1 year, 1 month ago Jason Nevel, The State Journal-Register

Lumping vehicle and boating DUIs together is among three pieces of legislation

From Jason Nevel, The State Journal-Register:

Proposed tougher watercraft regulations that brought hundreds to a hearing in the Chicago area two months ago aren’t making many waves in Springfield.

Lumping vehicle and boating DUIs together is among three pieces of legislation to be discussed at 2 p.m. Monday in a committee hearing at the Capitol being headed by state Sen. Julie Morrison, D-Deerfield.

An impaired boater struck and killed Morrison’s 10-year-old nephew, Tony Borcia of Libertyville, while he was tubing with his family on the Chain O’ Lakes in 2012.

Fourteen other states have laws stating a boating under the influence conviction will affect the offender’s driving privileges, according to the Boating Safety Resource Center.

The three pieces of legislation include:

* SB 1477: Anyone convicted of operating a watercraft under the influence would have their driving privileges on land suspended for three months.

* SB 1478: Residents born on or after Jan. 1, 1990, would be prohibited from operating a watercraft without a valid boat safety certificate from the Illinois Department of Natural Resources.

* SB 1805: Operators of a watercraft towing a person behind a boat would be required to display an orange flag (already a rule on Lake Springfield).

As of this week, only a handful of people had signed up to testify or submit witness slips indicating support or opposition. More than 200 people submitted witness slips for the hearing in August in Libertyville, according to Morrison’s office. 

Boaters up north formed a Facebook group called Boaters United in response to the legislative proposals. The group opposes the increased government intervention.

Both Steve Koch and Kim Curry of the Springfield Lake Shore Improvement Association said they would welcome legislation making the waterways safer for boaters.

Ward 1 Ald. Frank Edwards, who lives on Lake Springfield, said he hadn’t heard of any concerns being raised locally about the proposed legislation.

In recent years, Edwards said police, lake homeowners and City, Water, Light and Power reigned in the level of partying on the lake.

“It was kind of like the wild west out there,” Edwards said of Lake Springfield in the early to mid-2000s. “We all kind of worked together, and we don’t have those problems anymore.”

Springfield police records indicate just one person was cited this boating season for operating a watercraft under the influence. Eight tickets have been issued since 2011.

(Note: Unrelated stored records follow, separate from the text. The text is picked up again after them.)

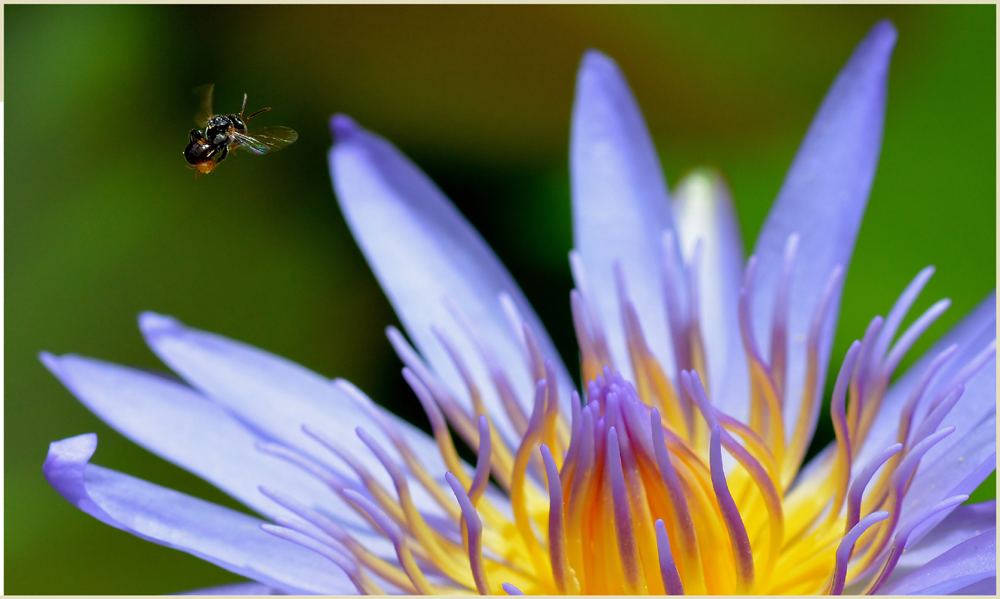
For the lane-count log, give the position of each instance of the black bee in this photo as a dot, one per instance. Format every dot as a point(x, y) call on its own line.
point(223, 133)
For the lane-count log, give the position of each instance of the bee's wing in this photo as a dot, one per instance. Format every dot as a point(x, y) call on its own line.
point(267, 139)
point(205, 93)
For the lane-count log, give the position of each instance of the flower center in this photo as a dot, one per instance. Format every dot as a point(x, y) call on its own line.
point(634, 493)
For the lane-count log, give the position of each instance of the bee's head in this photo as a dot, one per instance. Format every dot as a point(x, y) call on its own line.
point(217, 130)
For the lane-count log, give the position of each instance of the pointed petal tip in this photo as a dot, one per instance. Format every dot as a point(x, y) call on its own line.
point(343, 128)
point(151, 324)
point(50, 361)
point(597, 64)
point(74, 450)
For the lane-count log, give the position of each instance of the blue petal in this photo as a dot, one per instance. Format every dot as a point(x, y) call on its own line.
point(178, 424)
point(965, 564)
point(986, 586)
point(972, 335)
point(274, 398)
point(423, 252)
point(211, 532)
point(823, 199)
point(239, 588)
point(965, 522)
point(620, 204)
point(959, 471)
point(704, 211)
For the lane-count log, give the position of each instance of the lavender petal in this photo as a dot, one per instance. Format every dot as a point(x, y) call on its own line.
point(275, 397)
point(823, 199)
point(964, 564)
point(704, 211)
point(620, 204)
point(211, 532)
point(238, 588)
point(178, 424)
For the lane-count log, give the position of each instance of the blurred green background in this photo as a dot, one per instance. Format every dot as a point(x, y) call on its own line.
point(103, 220)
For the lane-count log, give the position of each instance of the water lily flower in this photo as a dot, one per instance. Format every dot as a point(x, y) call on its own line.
point(678, 467)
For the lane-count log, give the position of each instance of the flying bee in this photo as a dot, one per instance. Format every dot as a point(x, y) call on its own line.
point(225, 133)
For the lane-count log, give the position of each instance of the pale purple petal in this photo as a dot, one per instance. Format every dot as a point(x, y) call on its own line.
point(238, 588)
point(963, 523)
point(823, 199)
point(986, 586)
point(423, 252)
point(703, 208)
point(274, 398)
point(211, 532)
point(959, 471)
point(620, 204)
point(972, 334)
point(965, 564)
point(176, 423)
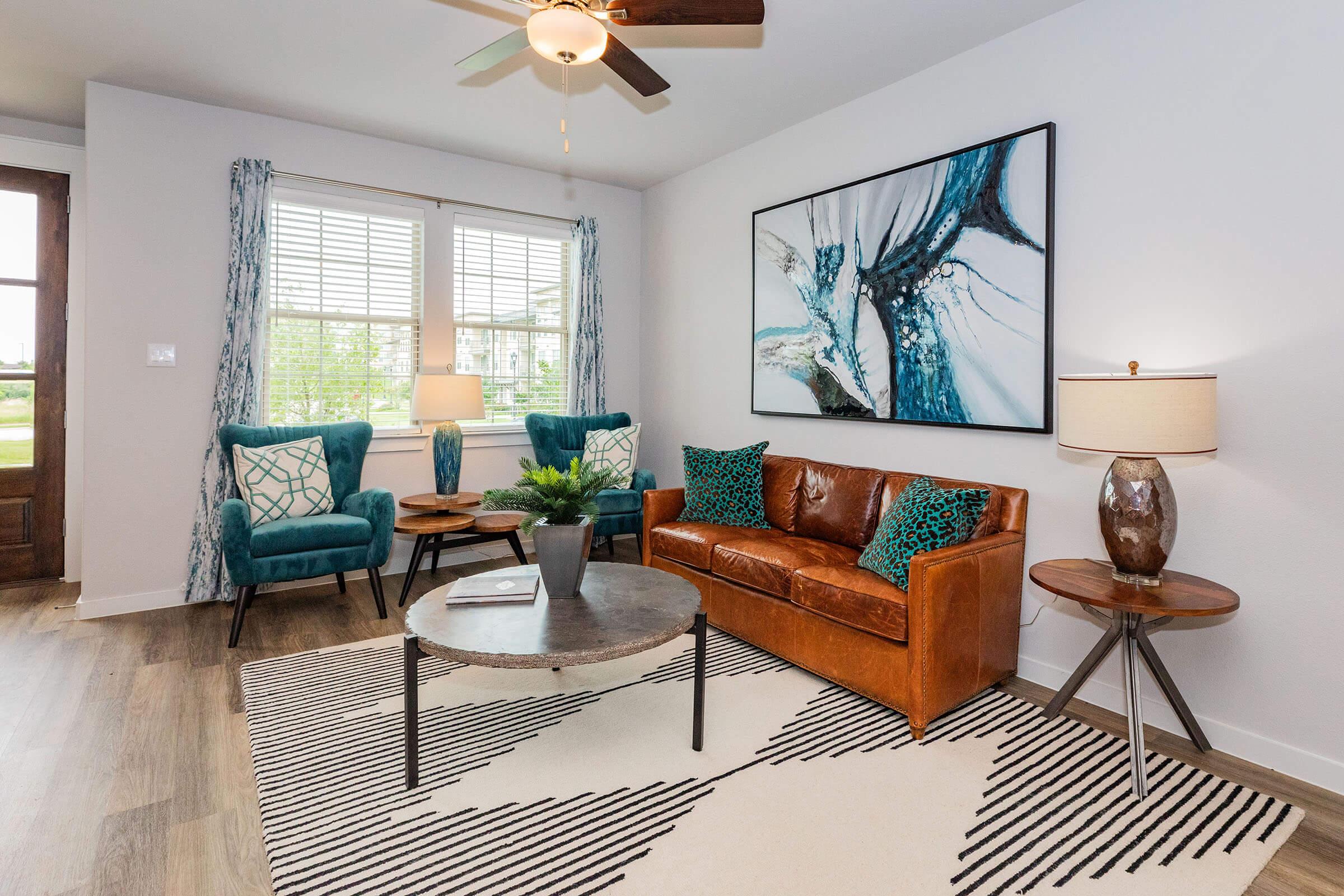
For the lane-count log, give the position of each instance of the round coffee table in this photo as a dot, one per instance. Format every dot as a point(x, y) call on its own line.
point(1092, 585)
point(622, 610)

John Shea, lake patrol coordinator with the Springfield Police Department, said authorities no longer have issues at Party Cove, now located at Cotton Hill Park.

Shea said anytime somebody gets overly rowdy, other boaters call police and point the individual out to authorities.

“They regulate their own because they don’t want us over there as much,” Shea said.

The hearing is in room 409 at the Capitol.